The signature included four cooperation response (to oncogenic mutations) genes14,52. It was identified to predict BCR, regardless of Gleason scores or patterns. The discovery cohort consisted of 32 samples.

#### Erho’s signature

The signature consisted of 22 features (genome fragments) located on the coding or noncoding regions of 19 genes15. It was identified to predict early prostate cancer metastasis and is being used in the commercial Decipher Prostate Genomic Test (https://decipherbio.com/). The discovery cohorts contained 359 samples.
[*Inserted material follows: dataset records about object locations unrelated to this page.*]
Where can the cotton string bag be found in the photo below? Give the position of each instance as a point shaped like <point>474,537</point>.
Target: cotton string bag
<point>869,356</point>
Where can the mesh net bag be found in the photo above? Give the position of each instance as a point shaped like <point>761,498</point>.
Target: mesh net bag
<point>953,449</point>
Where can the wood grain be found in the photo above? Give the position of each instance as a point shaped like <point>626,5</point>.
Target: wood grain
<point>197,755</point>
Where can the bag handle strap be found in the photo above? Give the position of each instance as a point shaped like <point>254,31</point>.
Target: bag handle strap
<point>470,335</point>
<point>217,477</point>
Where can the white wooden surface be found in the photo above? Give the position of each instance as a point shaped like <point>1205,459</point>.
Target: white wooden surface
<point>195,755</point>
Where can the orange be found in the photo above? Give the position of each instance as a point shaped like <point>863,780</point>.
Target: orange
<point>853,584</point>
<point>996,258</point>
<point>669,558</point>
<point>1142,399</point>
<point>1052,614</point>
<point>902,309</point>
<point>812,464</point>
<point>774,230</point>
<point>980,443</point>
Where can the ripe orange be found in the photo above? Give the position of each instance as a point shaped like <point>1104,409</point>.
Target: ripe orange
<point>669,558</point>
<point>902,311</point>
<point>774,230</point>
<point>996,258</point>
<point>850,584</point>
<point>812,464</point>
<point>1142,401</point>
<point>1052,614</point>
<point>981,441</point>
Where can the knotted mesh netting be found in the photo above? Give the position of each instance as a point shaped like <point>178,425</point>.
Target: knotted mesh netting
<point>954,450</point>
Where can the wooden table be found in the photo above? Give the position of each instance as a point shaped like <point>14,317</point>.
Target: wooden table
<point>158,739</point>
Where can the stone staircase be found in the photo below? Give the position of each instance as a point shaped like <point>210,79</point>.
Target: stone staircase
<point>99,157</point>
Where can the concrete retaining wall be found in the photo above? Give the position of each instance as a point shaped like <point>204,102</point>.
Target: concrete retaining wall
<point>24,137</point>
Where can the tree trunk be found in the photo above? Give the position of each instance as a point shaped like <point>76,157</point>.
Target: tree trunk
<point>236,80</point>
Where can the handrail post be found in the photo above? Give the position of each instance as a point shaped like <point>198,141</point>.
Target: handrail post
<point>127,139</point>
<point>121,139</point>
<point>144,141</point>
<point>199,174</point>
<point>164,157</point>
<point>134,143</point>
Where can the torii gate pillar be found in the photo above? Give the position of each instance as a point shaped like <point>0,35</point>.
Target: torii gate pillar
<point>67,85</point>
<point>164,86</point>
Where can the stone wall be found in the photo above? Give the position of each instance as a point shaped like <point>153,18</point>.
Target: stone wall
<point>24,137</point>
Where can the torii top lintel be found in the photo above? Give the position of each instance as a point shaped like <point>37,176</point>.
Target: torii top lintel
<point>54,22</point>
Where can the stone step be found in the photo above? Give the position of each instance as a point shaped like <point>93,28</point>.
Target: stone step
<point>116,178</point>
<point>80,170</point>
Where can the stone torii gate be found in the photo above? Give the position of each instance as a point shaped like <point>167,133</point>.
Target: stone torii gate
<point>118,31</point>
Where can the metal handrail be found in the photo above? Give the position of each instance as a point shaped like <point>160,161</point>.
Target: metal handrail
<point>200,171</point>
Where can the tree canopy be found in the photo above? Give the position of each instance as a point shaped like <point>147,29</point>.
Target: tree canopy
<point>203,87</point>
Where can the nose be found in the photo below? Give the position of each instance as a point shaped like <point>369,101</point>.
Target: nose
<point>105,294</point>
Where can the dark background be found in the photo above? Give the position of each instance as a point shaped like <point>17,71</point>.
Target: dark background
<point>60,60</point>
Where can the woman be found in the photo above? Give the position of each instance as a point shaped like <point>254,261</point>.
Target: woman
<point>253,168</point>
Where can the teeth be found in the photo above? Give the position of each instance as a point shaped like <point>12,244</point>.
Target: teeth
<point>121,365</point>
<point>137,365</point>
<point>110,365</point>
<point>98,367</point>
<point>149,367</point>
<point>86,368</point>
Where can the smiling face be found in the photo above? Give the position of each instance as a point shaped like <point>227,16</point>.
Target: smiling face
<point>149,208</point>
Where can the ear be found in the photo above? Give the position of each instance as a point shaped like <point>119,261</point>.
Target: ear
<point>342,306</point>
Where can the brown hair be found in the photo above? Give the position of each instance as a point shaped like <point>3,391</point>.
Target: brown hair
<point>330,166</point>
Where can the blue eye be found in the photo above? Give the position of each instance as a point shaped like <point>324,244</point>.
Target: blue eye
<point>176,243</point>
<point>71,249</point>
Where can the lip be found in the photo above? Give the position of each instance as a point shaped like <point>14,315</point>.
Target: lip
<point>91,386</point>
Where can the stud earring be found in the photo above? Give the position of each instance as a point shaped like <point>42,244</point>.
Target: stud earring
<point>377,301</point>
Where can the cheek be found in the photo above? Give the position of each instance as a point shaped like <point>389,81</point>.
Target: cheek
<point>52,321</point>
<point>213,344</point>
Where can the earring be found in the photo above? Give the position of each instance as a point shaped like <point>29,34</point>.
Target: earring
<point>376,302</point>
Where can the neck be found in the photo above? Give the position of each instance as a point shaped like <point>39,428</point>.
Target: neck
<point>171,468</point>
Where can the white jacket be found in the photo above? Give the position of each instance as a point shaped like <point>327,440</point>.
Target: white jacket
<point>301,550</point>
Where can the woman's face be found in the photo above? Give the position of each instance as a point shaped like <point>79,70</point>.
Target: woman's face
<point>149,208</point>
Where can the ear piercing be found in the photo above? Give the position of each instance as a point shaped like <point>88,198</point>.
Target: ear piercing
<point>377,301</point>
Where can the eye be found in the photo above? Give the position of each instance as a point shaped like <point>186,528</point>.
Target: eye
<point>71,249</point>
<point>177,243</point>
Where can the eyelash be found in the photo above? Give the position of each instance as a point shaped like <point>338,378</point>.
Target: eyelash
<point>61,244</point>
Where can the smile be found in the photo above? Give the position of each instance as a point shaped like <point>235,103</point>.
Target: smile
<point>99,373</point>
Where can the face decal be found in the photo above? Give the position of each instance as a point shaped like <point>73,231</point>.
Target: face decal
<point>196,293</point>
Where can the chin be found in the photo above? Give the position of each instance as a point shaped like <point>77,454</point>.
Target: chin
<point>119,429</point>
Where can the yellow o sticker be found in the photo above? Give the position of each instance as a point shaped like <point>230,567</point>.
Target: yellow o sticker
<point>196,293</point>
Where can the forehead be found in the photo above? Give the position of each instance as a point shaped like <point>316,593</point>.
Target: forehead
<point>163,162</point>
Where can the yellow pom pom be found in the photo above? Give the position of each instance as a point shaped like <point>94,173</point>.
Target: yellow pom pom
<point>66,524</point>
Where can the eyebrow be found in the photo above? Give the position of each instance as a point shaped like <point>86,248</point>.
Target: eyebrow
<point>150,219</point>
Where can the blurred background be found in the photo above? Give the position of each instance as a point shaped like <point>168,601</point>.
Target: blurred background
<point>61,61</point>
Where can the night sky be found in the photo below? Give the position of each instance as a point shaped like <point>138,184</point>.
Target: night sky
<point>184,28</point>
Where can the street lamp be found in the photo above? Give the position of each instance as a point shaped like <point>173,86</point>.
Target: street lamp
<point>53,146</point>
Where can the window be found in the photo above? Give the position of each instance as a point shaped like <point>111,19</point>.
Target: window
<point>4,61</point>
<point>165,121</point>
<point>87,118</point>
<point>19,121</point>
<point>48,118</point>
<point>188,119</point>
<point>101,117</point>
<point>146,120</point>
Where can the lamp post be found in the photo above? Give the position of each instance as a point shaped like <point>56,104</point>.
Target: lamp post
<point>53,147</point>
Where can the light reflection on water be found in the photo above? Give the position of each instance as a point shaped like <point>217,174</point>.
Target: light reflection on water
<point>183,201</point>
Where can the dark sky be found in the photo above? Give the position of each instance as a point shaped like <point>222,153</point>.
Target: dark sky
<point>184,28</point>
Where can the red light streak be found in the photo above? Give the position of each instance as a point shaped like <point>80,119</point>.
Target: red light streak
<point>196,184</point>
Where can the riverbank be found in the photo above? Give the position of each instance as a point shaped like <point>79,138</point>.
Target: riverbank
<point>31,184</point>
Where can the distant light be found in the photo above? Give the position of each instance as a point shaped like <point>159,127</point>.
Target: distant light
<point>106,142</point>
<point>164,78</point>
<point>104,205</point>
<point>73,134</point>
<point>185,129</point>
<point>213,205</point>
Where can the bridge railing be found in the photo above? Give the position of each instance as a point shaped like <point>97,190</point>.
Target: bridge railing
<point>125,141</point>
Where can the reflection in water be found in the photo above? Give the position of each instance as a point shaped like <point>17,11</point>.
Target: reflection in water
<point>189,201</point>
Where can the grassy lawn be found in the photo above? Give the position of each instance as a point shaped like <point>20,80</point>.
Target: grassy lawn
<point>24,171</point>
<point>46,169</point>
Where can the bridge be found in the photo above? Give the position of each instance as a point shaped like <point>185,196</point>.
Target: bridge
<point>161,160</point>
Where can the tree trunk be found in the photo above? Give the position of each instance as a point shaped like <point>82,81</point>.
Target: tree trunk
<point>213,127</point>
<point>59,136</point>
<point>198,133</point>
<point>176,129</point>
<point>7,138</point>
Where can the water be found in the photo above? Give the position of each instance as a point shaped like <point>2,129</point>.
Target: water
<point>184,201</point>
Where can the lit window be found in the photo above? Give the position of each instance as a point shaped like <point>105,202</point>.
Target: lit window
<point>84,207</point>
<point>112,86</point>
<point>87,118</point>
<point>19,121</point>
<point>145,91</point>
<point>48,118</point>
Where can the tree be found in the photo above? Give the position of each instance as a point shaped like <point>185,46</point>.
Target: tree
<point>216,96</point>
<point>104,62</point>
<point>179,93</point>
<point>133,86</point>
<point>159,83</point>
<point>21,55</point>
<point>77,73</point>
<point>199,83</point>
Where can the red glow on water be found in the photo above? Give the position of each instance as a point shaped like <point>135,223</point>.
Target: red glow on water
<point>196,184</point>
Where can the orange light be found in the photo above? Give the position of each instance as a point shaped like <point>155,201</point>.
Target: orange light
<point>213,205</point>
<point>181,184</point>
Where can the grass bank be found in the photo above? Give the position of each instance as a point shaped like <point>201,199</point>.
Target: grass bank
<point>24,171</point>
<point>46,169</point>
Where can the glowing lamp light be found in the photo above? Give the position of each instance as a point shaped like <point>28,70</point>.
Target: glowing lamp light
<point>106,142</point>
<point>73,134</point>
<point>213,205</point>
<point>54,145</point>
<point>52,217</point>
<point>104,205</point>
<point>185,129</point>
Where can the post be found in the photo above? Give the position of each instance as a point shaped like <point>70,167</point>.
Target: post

#### Knezevic-Klein’s signature

The 17-gene signature was identified to predicts clinical recurrence, prostate cancer death, and adverse pathology53,54, and is being used in the commercial Oncotype DX Genomic Prostate Score Test (https://www.oncotypeiq.com/en-US). The discovery cohort consisted of 441 patients.

#### Performance summary

Among these five signatures, only Knezevic-Klein’s signature demonstrated prediction strength for BCR on all the six datasets in the SVM-LOOCV reevaluation (Supplementary Fig. S1, S2, S3, S4, S5). In particular, the BCR statuses of the samples in GSE84042 could not be predicted by any one of the other four signatures. However, Komisarof’s signature in GSE54460 and Li’s signature in GSE21032 had higher AUCs (0.766 vs 0.724 and 0.859 vs 0.681) and lower p-values (1.2 × 10–4 vs 7.4 × 10–4 and 1.2 × 10–6 vs 3.3 × 10–2) than our signature, respectively. Here, we specifically noted the following three points. First, due to the preceding information leak in the identification process, the good performance of Li’s signature in GSE21032 might be overestimated. Second, when Li’s signature was applied to the GSE21032 dataset, the polynomial-kernel SVM worked better than the linear-kernel SVM, similar to the situation in evaluating our signature. Third, the modest significant performance (AUC = 0.627 or 0.644, and p < 0.1) of Wu’s and Erho’s signatures on the GSE70768 dataset was obtained after the post hoc optimization of the hyperparameter cost and gamma of the SVM model, again similar to the situation in evaluating our signature. The last two points indirectly verified the reliability of the observed performance of our signature on these two datasets.

### Extended analysis

In this subsection, we demonstrated that the approach proposed in this study was also efficient for identifying prognostic signatures from the gene set defined by a specific cancer progression-related biological theme. The activity of genes involved in immunology pathways is such a theme55,56,57.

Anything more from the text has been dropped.